Everything is so fresh right now. From my shoes to my current living situation.
The first week on the left coast is in the books. I continue to learn so much about myself and the people around me. I am constantly going through ups and downs with my emotions but at the end of the day I feel confident. I am truly excited about life right now and this feeling is something I've been craving for a long time. I thought I became a man after dealing with the loss of my father but I still have so much growth to attain and I am inspired by it. The craziest part about this entire experience is not the new-ness but the fact that I am closer to certain people back home now than I ever been now that I am 3,000 miles apart. You never know what you have til its gone and me being further away now has strengthened so many of my relationships.
I have been handed an unbelievable opportunity here in L.A to pursue what it is that I came out here for. There isn't an adjective that would do justice for how grateful I am.

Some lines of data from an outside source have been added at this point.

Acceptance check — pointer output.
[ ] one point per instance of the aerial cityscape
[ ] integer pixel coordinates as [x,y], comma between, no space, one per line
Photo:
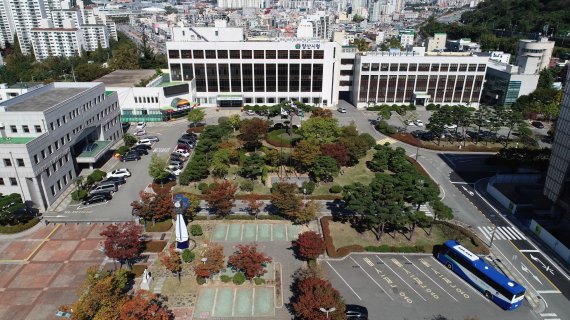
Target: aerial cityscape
[284,159]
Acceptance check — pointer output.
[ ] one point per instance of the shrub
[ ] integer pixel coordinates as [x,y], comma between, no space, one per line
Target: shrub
[196,230]
[188,256]
[239,278]
[308,187]
[247,186]
[335,189]
[78,195]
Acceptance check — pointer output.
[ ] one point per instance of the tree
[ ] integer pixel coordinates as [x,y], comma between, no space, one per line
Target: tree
[253,204]
[336,151]
[252,131]
[306,153]
[125,57]
[214,262]
[145,306]
[309,245]
[171,260]
[249,261]
[221,197]
[195,116]
[284,196]
[321,130]
[157,168]
[123,242]
[324,169]
[153,207]
[129,140]
[315,293]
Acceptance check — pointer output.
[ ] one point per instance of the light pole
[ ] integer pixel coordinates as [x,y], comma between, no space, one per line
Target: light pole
[327,311]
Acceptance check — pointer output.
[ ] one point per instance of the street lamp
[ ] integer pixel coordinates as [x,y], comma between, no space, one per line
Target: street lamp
[327,311]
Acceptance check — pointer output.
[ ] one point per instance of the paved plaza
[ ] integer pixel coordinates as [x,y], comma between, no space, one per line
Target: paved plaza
[43,270]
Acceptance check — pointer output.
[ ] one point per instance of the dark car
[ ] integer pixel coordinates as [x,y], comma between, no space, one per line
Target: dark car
[98,197]
[354,311]
[131,156]
[537,124]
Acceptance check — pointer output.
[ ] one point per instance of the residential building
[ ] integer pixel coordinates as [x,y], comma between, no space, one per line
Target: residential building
[47,135]
[557,184]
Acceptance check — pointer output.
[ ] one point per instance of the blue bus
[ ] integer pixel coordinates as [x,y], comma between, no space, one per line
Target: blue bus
[493,284]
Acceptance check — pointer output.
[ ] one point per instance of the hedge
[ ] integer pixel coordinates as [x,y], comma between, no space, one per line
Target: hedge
[19,227]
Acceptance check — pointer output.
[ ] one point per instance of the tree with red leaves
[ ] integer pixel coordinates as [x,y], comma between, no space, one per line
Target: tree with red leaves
[315,293]
[214,257]
[336,151]
[123,242]
[171,261]
[221,197]
[154,206]
[145,306]
[309,245]
[247,260]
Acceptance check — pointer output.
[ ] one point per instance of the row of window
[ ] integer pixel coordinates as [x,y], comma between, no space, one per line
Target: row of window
[246,54]
[247,77]
[424,67]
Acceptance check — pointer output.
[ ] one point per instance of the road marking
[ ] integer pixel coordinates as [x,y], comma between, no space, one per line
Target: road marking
[397,275]
[420,270]
[356,294]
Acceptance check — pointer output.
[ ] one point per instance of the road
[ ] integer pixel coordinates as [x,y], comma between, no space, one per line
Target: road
[457,174]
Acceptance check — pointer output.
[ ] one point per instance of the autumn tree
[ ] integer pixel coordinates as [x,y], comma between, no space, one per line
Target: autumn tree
[336,151]
[153,207]
[145,306]
[253,204]
[249,261]
[309,245]
[221,197]
[285,197]
[214,262]
[171,260]
[306,153]
[123,242]
[252,131]
[315,293]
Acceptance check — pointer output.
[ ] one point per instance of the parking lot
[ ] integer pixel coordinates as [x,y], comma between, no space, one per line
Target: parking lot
[399,286]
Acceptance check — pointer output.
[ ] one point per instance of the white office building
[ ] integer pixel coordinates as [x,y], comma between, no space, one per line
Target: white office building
[48,134]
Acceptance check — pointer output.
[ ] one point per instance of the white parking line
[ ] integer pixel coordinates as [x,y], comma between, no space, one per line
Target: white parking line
[397,275]
[341,278]
[437,284]
[371,278]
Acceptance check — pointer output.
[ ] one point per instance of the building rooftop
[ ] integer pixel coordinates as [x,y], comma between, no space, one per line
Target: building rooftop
[34,101]
[125,78]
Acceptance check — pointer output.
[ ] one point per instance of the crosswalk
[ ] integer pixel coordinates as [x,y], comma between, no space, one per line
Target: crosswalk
[502,233]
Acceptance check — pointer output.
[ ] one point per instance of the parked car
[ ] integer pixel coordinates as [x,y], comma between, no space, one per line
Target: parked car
[354,311]
[537,124]
[131,156]
[97,197]
[123,172]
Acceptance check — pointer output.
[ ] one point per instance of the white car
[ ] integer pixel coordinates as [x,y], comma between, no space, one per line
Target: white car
[182,152]
[123,172]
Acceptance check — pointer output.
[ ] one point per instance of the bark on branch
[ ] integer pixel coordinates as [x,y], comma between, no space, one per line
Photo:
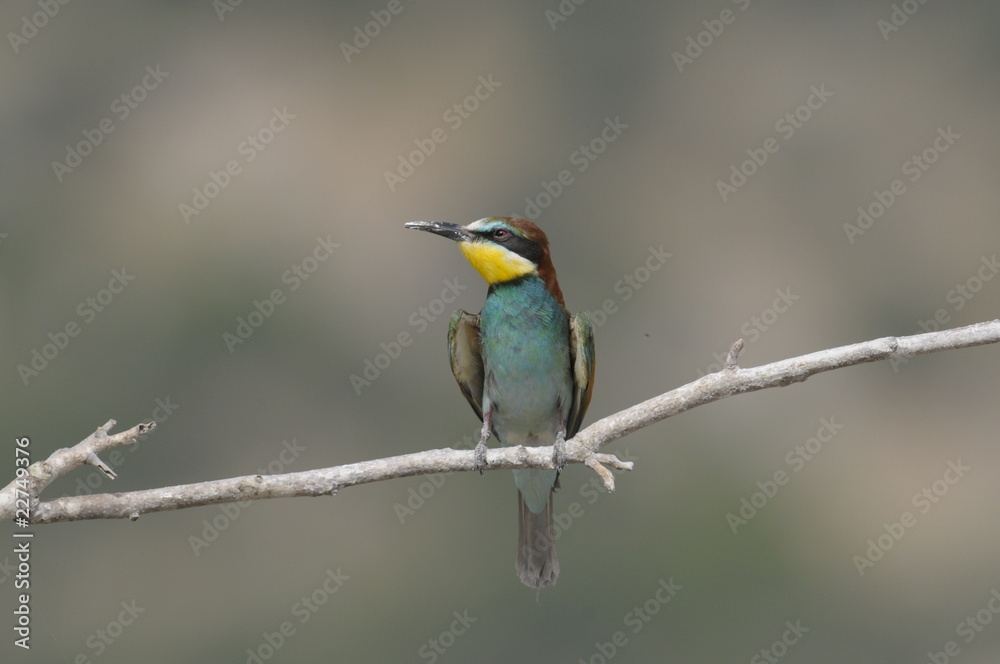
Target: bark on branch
[732,379]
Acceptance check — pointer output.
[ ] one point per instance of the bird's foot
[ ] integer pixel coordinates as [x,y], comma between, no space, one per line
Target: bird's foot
[480,457]
[559,451]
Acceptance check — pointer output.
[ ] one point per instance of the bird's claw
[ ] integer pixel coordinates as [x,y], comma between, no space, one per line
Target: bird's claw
[559,453]
[480,457]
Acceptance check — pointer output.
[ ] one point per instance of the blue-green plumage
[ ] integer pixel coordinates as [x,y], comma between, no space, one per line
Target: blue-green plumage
[524,336]
[525,366]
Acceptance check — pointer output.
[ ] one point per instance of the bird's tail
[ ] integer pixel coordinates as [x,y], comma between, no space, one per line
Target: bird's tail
[537,564]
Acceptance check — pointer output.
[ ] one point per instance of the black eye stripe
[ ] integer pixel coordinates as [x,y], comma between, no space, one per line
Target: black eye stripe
[514,242]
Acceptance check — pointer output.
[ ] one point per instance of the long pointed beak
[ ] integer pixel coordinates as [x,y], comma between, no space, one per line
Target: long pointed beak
[444,229]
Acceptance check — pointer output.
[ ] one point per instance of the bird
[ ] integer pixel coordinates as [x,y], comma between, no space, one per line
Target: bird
[525,365]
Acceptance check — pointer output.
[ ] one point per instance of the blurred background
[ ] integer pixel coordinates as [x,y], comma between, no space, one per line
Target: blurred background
[203,225]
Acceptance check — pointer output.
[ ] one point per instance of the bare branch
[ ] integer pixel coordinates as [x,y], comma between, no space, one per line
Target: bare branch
[582,449]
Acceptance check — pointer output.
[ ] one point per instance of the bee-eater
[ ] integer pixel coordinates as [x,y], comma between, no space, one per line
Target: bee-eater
[525,366]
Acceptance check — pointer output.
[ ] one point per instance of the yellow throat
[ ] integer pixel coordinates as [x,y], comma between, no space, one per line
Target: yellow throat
[496,264]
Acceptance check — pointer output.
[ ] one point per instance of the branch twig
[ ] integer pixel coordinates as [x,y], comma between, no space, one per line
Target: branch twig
[731,380]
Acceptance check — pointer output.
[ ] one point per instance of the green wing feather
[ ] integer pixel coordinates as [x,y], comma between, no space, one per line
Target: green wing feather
[581,349]
[466,357]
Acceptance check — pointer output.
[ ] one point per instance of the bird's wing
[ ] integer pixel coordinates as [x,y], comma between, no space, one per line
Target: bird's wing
[581,349]
[466,357]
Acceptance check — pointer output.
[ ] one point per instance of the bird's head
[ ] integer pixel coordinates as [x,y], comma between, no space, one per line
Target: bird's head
[500,248]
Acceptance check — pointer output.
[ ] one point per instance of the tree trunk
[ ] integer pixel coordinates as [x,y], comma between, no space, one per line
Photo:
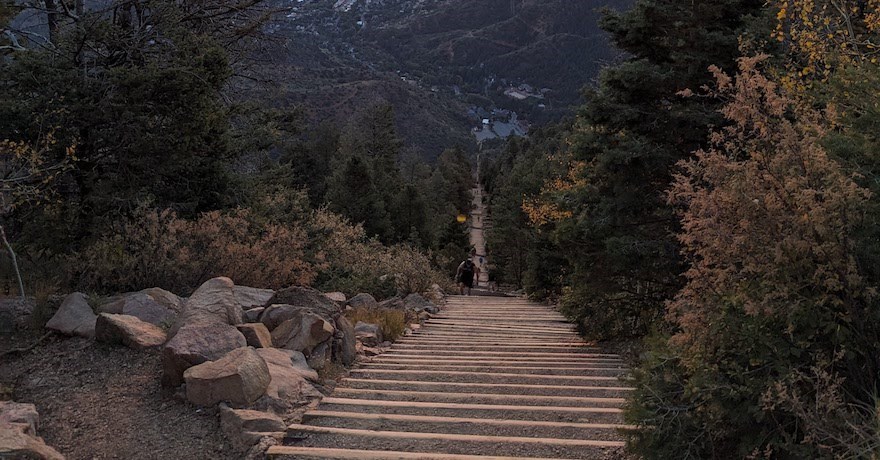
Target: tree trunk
[52,20]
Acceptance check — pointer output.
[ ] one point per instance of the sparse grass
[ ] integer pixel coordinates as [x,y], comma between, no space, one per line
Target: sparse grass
[43,304]
[7,391]
[332,371]
[391,322]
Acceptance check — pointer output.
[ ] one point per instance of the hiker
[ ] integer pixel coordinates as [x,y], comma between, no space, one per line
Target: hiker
[465,276]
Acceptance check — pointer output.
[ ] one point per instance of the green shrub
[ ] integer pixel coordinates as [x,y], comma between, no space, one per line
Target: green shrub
[158,248]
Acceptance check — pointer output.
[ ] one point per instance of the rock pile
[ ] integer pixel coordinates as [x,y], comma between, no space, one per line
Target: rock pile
[18,433]
[253,351]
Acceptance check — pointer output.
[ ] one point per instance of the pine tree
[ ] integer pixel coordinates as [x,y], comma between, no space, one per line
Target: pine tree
[631,131]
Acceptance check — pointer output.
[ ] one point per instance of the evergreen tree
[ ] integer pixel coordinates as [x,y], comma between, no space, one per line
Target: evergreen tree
[630,132]
[352,192]
[139,98]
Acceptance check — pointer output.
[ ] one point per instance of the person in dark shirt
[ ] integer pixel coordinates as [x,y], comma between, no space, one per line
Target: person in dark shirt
[465,276]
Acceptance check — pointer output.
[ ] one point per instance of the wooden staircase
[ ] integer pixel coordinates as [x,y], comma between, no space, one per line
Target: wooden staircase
[488,378]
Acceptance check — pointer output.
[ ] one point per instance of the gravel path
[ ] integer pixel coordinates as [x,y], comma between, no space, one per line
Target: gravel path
[489,377]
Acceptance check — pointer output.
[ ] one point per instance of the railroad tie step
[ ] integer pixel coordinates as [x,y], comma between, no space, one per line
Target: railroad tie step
[453,437]
[359,454]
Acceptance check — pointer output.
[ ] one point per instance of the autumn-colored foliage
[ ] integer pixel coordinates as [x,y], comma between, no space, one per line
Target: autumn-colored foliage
[776,325]
[821,35]
[158,248]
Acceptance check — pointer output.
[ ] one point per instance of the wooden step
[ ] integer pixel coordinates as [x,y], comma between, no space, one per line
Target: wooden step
[489,385]
[486,374]
[359,454]
[548,356]
[506,362]
[450,347]
[545,330]
[453,437]
[485,396]
[482,421]
[501,366]
[445,405]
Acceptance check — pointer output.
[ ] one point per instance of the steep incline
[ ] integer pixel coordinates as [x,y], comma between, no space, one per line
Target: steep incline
[489,377]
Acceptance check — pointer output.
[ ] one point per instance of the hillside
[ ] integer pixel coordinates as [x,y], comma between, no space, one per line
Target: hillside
[440,63]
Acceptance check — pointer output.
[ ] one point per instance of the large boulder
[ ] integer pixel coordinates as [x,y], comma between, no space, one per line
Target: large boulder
[21,414]
[195,345]
[253,315]
[244,427]
[308,299]
[346,342]
[321,355]
[394,303]
[288,390]
[276,314]
[16,444]
[369,334]
[15,313]
[418,304]
[129,331]
[290,360]
[335,296]
[212,303]
[155,306]
[363,300]
[256,335]
[240,377]
[248,297]
[74,317]
[303,332]
[18,433]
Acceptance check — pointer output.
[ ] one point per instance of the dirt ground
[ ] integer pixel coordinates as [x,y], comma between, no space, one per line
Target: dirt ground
[104,402]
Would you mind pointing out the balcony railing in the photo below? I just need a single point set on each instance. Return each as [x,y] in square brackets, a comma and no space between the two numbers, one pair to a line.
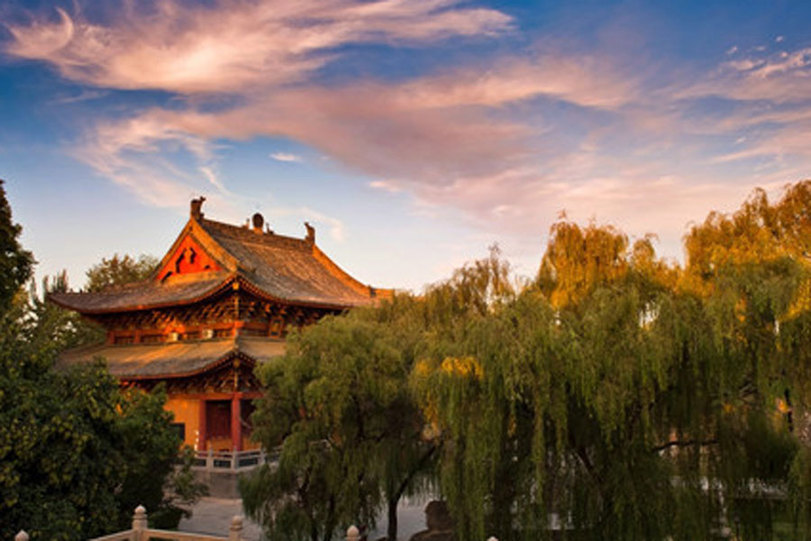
[232,460]
[140,532]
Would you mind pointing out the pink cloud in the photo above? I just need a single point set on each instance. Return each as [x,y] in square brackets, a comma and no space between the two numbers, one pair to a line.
[234,46]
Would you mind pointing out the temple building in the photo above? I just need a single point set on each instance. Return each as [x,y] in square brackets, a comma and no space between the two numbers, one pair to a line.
[222,300]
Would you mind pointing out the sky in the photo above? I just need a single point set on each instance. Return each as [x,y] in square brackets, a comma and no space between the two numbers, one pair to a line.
[413,134]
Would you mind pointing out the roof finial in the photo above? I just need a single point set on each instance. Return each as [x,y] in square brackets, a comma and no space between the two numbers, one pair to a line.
[258,221]
[197,208]
[310,233]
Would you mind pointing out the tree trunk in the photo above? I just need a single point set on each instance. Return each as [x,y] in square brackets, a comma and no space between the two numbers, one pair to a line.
[391,532]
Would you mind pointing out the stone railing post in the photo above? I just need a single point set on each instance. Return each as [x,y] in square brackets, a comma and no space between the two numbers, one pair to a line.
[235,533]
[139,523]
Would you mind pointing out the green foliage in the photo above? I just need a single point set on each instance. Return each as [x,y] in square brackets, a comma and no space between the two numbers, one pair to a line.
[15,263]
[338,404]
[76,454]
[616,397]
[120,271]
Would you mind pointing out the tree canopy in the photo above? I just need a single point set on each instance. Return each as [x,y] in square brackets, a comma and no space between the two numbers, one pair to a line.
[77,453]
[120,270]
[616,396]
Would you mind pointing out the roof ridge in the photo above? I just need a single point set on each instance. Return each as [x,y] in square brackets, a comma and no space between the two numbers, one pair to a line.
[249,235]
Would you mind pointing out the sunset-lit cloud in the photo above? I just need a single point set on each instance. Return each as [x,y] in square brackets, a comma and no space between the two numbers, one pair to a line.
[233,46]
[286,157]
[506,140]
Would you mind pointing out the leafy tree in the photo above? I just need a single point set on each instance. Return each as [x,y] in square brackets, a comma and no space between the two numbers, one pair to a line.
[15,262]
[119,270]
[75,451]
[616,397]
[339,405]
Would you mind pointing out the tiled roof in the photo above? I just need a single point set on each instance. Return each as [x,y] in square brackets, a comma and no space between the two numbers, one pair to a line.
[287,268]
[182,289]
[168,360]
[280,268]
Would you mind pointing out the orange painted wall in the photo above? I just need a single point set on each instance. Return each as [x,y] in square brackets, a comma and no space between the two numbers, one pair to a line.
[187,411]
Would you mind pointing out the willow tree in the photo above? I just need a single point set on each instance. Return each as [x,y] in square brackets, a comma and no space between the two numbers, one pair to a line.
[615,400]
[352,438]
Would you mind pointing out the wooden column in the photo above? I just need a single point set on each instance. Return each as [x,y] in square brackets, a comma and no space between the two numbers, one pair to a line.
[202,436]
[236,422]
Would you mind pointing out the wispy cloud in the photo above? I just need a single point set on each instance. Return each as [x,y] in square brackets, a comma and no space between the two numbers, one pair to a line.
[509,139]
[286,157]
[234,46]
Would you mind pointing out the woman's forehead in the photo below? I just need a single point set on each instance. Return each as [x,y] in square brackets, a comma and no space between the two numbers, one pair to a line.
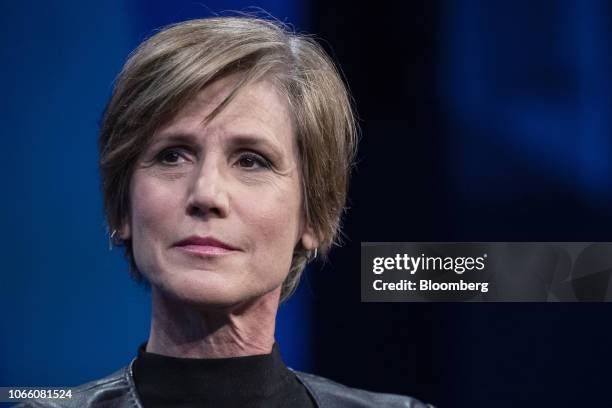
[257,110]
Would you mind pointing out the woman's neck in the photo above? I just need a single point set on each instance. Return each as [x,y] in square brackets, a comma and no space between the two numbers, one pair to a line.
[192,331]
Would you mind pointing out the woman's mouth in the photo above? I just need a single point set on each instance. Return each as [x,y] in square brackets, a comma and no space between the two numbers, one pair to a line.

A quote that my sister passed to me nailed it on the head. I honestly have felt for many years that I will die at a young age. The knowledge that I have of this possibility has 'drove me to drain the most out of every moment of life and to get on with the next challenge'.
I see a shit load of homeless people in Los Angeles. Which is understandable because where else would you want to be homeless? Seeing all these people is making me realize that any day alive is a good day. If you aren't already, start appreciating life and count yo' blessings! Someone else has it worse than you.